Acara pada Kamis (19/12) ini terselenggara atas kerja sama dengan berbagai pihak, antara lain Kepala SMAN 2 Liwa, Pembina OSIS Trino Wijaya, Ketua OSIS Dian Yusuf, dan Duta Suhanda dari Radio Mahameru, Liwa.
Kumpulan cerbun `Tumi Mit Kota` yang diterbitkan Pustaka Labrak, Bandarlampung berisikan 13 cerpen Elly Dharmawanti dan Udo Z Karzi.
Judul buku ini diambil dari judul cerpen bertitel sama dari Udo Z Karzi.
Menurut Udo yang nama aslinya Zulkarnain Zubairi, redaktur Harian Umum Lampung Post, judul itu diambil karena paling tidak cerpen ini menggambarkan kondisi kontemporer masyarakat Lampung terkait dengan orientasi hidup, pergeseran tatanan sosiobudaya, dan kecenderungan urbanisasi di antara warga Lampung.
Alasan lainnya, ujarnya, ada proses inkulturasi dalam diri Tumi (Tuminingsih), yang namanya dekat dengan kultur Jawa dan memang beretnis Jawa, tetapi sudah menjadi gadis Lampung benar.
"Inilah yang seharusnya terjadi, alih-alih marginalisasi bahasa-budaya Lampung di rumahnya sendiri," kata Udo pula.
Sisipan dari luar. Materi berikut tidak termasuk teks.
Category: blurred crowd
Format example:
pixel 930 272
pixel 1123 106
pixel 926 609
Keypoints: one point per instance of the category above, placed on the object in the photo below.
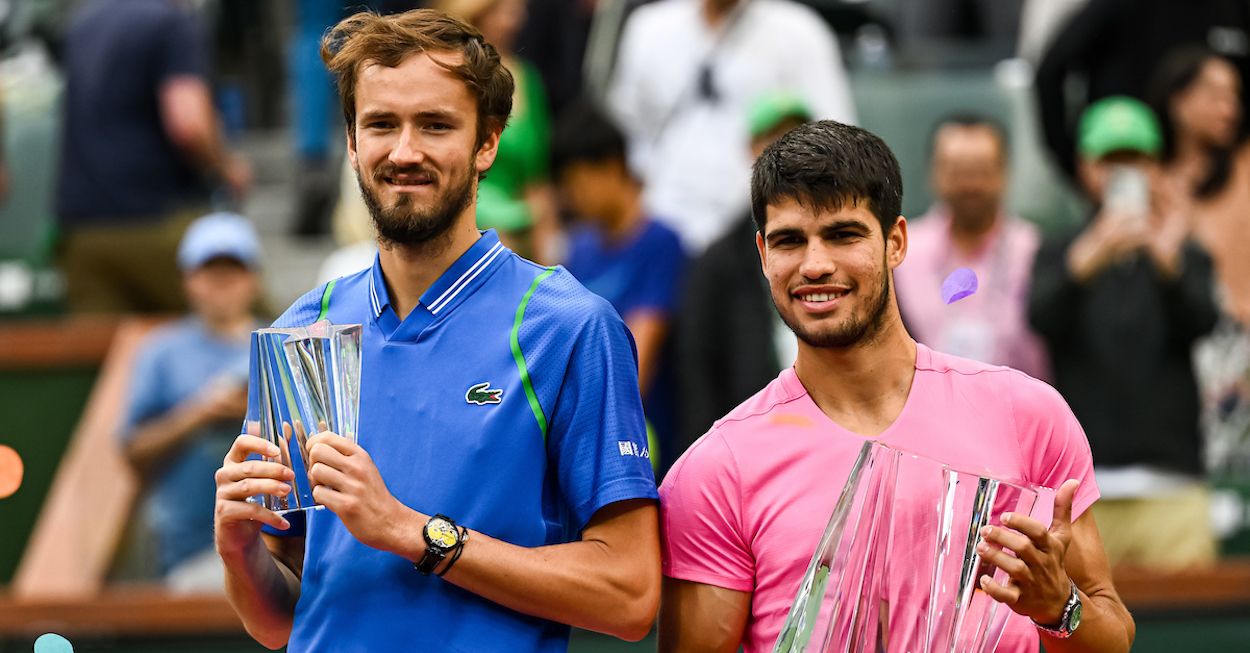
pixel 626 159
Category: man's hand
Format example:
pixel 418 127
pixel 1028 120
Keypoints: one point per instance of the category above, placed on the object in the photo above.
pixel 1039 584
pixel 235 522
pixel 346 480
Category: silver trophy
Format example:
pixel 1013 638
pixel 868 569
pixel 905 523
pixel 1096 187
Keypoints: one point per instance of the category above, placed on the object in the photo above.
pixel 896 568
pixel 303 380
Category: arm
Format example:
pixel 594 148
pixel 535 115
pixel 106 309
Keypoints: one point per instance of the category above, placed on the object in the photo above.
pixel 1043 563
pixel 261 573
pixel 191 124
pixel 608 582
pixel 155 438
pixel 698 618
pixel 650 328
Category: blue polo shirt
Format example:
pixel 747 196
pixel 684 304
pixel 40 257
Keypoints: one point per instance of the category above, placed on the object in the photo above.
pixel 565 438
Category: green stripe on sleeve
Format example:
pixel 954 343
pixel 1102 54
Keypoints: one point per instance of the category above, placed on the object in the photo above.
pixel 325 300
pixel 520 358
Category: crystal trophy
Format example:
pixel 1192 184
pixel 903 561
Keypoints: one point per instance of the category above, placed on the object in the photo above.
pixel 896 568
pixel 303 380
Alasan ketiga, katanya lagi, membaca-baca sejarah, rupanya Buay Tumi atau Suku Tumi adalah nenek moyang orang Lampung.
Keempat dan seterusnya, ujarnya pula, "Cerpen ini bagus. Kisah-kisah dalam buku ini membaurkan suasana laut dan pegunungan, sesekali kondisi kehidupan urban; juga ketegangan antara masa lalu dan kekinian."
Dengan setting budaya yang khas, kedua cerpenis menuturkan ulun Lampung berikut filosofi hidup mereka dan kepiawaian mereka mengatasi problema kehidupan.
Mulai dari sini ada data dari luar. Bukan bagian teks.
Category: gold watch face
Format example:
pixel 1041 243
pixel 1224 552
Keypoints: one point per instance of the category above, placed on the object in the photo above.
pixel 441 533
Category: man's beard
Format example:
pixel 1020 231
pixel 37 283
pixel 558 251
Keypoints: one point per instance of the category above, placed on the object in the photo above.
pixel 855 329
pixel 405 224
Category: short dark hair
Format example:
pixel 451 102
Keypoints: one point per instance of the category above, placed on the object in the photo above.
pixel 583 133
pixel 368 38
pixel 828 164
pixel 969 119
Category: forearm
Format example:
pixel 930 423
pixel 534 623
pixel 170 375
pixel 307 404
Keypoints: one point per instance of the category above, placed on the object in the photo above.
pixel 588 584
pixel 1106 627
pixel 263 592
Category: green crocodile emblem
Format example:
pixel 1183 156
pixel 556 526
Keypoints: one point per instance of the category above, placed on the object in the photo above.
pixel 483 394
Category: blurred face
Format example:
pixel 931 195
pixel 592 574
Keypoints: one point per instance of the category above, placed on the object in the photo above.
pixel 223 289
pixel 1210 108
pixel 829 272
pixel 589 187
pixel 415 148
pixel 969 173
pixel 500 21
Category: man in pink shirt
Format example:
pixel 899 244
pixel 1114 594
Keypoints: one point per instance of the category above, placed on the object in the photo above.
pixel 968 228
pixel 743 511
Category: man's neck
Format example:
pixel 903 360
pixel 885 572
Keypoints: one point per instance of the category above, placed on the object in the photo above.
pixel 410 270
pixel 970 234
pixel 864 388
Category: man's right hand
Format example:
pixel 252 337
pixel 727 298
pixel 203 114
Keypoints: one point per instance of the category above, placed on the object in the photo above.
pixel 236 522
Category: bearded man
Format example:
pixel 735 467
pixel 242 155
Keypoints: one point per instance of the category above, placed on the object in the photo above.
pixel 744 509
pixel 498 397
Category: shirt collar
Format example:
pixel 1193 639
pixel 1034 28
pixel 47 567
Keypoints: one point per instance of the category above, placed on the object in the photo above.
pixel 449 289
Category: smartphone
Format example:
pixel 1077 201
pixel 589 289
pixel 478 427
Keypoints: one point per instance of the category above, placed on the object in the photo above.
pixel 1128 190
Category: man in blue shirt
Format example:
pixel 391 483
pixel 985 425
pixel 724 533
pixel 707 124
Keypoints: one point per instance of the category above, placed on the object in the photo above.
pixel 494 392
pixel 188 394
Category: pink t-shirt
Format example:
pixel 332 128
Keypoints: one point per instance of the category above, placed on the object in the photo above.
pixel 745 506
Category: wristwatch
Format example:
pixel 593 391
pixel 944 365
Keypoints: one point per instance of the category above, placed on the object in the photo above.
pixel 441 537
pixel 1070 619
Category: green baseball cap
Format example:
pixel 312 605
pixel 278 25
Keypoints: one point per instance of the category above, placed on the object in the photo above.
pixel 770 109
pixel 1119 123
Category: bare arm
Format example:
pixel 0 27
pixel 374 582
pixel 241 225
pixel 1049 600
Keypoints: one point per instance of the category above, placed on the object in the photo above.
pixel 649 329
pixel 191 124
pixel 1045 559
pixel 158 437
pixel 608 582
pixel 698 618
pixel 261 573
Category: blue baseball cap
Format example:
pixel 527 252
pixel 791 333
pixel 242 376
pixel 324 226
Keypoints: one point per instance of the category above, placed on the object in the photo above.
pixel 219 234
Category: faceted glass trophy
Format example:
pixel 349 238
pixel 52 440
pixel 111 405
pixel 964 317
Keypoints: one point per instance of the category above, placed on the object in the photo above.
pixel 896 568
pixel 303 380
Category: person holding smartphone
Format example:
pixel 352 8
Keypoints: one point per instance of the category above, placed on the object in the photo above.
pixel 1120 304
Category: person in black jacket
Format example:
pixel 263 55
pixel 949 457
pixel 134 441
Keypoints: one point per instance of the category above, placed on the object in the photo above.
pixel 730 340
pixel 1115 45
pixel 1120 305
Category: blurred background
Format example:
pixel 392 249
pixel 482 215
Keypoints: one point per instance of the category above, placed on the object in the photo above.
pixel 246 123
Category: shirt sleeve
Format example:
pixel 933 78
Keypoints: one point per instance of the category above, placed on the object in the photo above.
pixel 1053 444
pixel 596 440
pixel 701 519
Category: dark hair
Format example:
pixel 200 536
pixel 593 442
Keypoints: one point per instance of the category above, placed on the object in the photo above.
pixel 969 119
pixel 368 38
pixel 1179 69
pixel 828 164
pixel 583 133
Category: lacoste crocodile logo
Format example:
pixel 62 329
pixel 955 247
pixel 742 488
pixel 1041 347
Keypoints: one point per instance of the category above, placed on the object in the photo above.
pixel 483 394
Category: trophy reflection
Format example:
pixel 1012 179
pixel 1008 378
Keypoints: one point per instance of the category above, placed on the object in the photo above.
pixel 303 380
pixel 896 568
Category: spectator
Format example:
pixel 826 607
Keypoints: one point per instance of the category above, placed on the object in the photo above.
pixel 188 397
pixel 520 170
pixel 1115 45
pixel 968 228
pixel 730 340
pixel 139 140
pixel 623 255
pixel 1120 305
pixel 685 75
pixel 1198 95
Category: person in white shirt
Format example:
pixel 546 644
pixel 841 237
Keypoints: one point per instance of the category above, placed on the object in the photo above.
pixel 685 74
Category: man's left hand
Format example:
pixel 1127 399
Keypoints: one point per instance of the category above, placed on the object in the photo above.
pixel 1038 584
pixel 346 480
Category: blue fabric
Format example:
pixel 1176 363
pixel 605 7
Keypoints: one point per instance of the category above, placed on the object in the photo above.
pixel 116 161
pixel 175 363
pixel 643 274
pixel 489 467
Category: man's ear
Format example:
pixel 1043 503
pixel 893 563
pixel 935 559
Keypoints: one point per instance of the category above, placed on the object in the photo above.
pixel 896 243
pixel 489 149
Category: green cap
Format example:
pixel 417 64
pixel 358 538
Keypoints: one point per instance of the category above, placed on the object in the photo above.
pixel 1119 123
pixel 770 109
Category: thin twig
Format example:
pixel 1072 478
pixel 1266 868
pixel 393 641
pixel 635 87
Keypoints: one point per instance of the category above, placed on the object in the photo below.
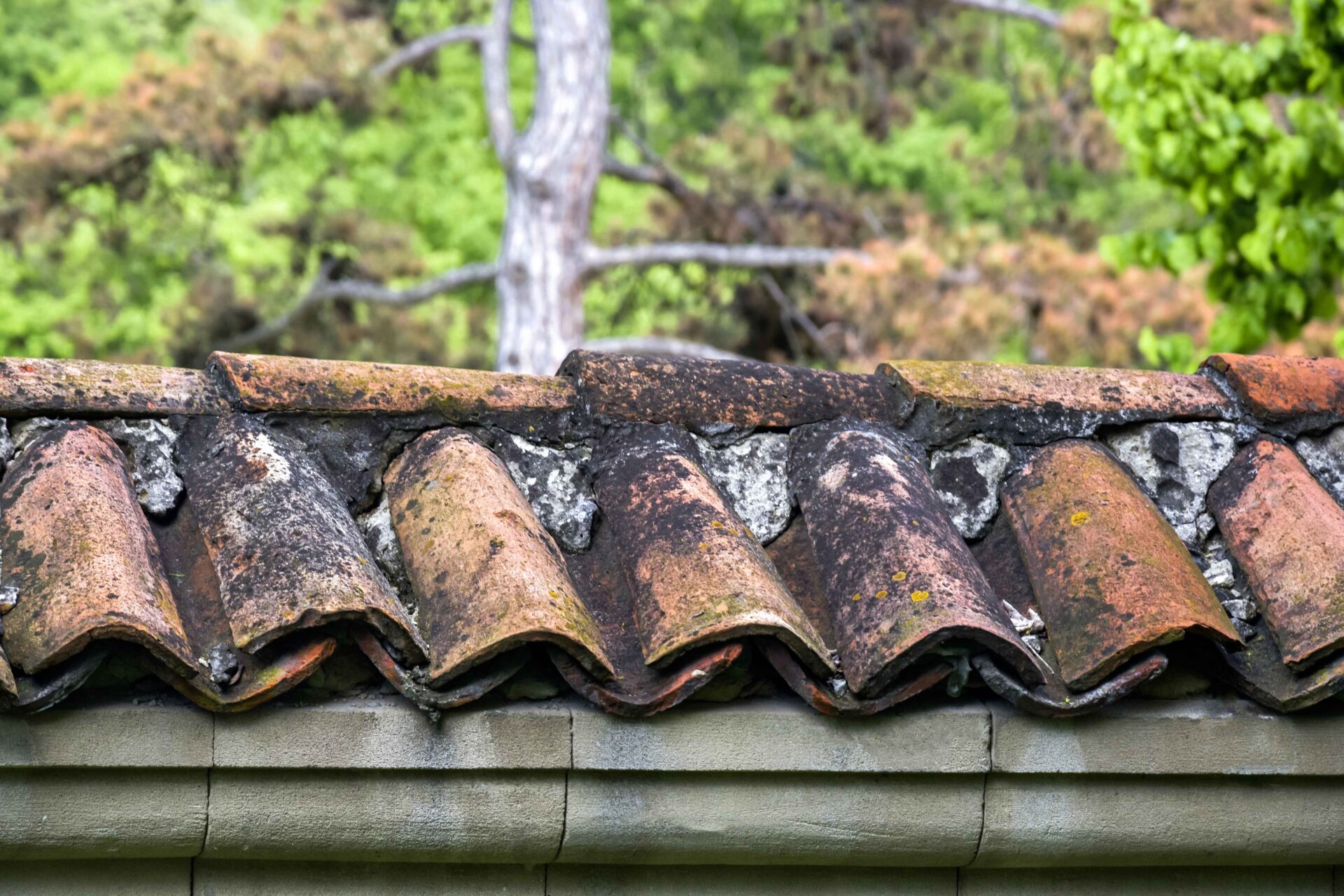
pixel 1021 8
pixel 326 290
pixel 659 346
pixel 597 258
pixel 796 316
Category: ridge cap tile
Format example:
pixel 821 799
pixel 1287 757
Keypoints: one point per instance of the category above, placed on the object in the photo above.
pixel 33 386
pixel 701 393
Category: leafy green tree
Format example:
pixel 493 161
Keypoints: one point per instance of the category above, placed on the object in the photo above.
pixel 1250 136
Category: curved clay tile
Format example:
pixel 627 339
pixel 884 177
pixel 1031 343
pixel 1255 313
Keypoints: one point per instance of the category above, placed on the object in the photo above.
pixel 898 578
pixel 487 575
pixel 226 679
pixel 286 551
pixel 999 558
pixel 691 391
pixel 1110 575
pixel 636 688
pixel 7 687
pixel 83 556
pixel 1285 531
pixel 695 571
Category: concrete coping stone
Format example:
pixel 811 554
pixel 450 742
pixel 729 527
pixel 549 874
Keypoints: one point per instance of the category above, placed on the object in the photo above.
pixel 1200 736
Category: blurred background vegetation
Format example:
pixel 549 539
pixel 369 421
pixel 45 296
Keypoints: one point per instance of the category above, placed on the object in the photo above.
pixel 175 172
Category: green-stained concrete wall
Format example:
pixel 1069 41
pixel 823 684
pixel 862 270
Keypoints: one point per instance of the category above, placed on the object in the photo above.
pixel 758 797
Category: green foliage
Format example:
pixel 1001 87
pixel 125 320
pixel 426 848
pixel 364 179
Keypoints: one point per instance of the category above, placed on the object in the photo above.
pixel 1250 137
Dibandingkan dengan sastra Sunda, Jawa, dan Bali, Udo mengakui, perkembangan sastra Lampung memang kalah jauh.
"Betapa langkanya buku bacaan berbahasa Lampung. Padahal ini penting bagi pelestarian, pemberdayaan, dan pengembangan bahasa dan sastra Lampung," ujarnya lagi.
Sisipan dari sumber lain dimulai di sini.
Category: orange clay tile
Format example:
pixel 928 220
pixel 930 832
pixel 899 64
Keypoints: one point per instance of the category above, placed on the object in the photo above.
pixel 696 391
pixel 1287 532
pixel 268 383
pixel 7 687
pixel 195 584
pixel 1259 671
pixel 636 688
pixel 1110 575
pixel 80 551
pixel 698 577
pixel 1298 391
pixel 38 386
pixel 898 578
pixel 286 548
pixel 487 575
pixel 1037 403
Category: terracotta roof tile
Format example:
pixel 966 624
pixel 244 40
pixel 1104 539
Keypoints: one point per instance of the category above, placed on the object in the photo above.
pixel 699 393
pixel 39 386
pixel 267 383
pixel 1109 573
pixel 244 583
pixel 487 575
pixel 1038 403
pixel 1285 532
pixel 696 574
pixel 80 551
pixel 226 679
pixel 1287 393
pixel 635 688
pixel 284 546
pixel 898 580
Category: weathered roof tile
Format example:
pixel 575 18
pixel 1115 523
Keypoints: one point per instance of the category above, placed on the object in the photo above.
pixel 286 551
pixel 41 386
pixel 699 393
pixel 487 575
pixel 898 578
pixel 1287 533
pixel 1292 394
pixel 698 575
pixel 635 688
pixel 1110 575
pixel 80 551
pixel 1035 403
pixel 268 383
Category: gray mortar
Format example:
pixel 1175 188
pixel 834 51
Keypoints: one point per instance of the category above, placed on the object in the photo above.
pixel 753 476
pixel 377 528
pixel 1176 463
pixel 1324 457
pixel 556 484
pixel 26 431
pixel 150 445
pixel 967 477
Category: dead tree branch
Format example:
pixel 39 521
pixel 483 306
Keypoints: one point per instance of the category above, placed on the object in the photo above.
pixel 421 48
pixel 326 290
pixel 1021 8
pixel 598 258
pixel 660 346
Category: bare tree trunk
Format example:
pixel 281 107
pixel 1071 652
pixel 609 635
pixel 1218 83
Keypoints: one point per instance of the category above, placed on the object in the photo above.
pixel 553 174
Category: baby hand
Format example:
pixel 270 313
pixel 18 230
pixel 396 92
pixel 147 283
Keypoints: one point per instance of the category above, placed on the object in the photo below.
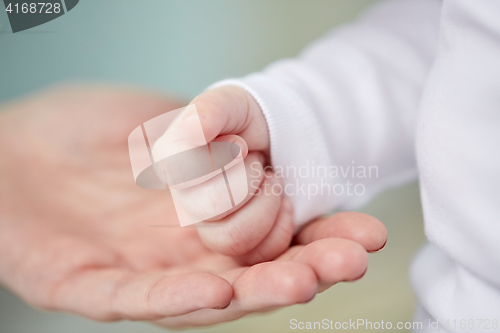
pixel 260 227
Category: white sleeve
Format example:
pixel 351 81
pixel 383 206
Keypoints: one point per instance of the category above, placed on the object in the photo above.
pixel 342 115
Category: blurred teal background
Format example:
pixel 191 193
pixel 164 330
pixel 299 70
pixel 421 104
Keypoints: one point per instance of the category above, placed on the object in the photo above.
pixel 176 46
pixel 181 47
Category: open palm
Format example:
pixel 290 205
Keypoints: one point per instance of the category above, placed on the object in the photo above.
pixel 78 235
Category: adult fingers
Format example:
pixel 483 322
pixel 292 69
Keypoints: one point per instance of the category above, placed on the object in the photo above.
pixel 333 259
pixel 361 228
pixel 259 288
pixel 112 294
Seharusnya, ujar dia, setiap tahun ada buku berbahasa Lampung terbit, walau satu-dua judul.
Apalagi sastra Lampung pernah mendaparkan Hadiah Sastra Rancage pada 2008 dan 2010. Sudah lama tidak terbit buku sastra berbahasa Lampung.
Terakhir, tahun 2011, terbit dua novel "Radin Inten II" karya Rudi Suhaimi Kalianda (diterbitkan BE Press), dan karya klasik "Warahan Radin Jambat" suntingan Iwan Nurdaya-Djafar dan redaktur ahli Hilman Hadikusuma (diterbitkan Pustaka LaBRAK).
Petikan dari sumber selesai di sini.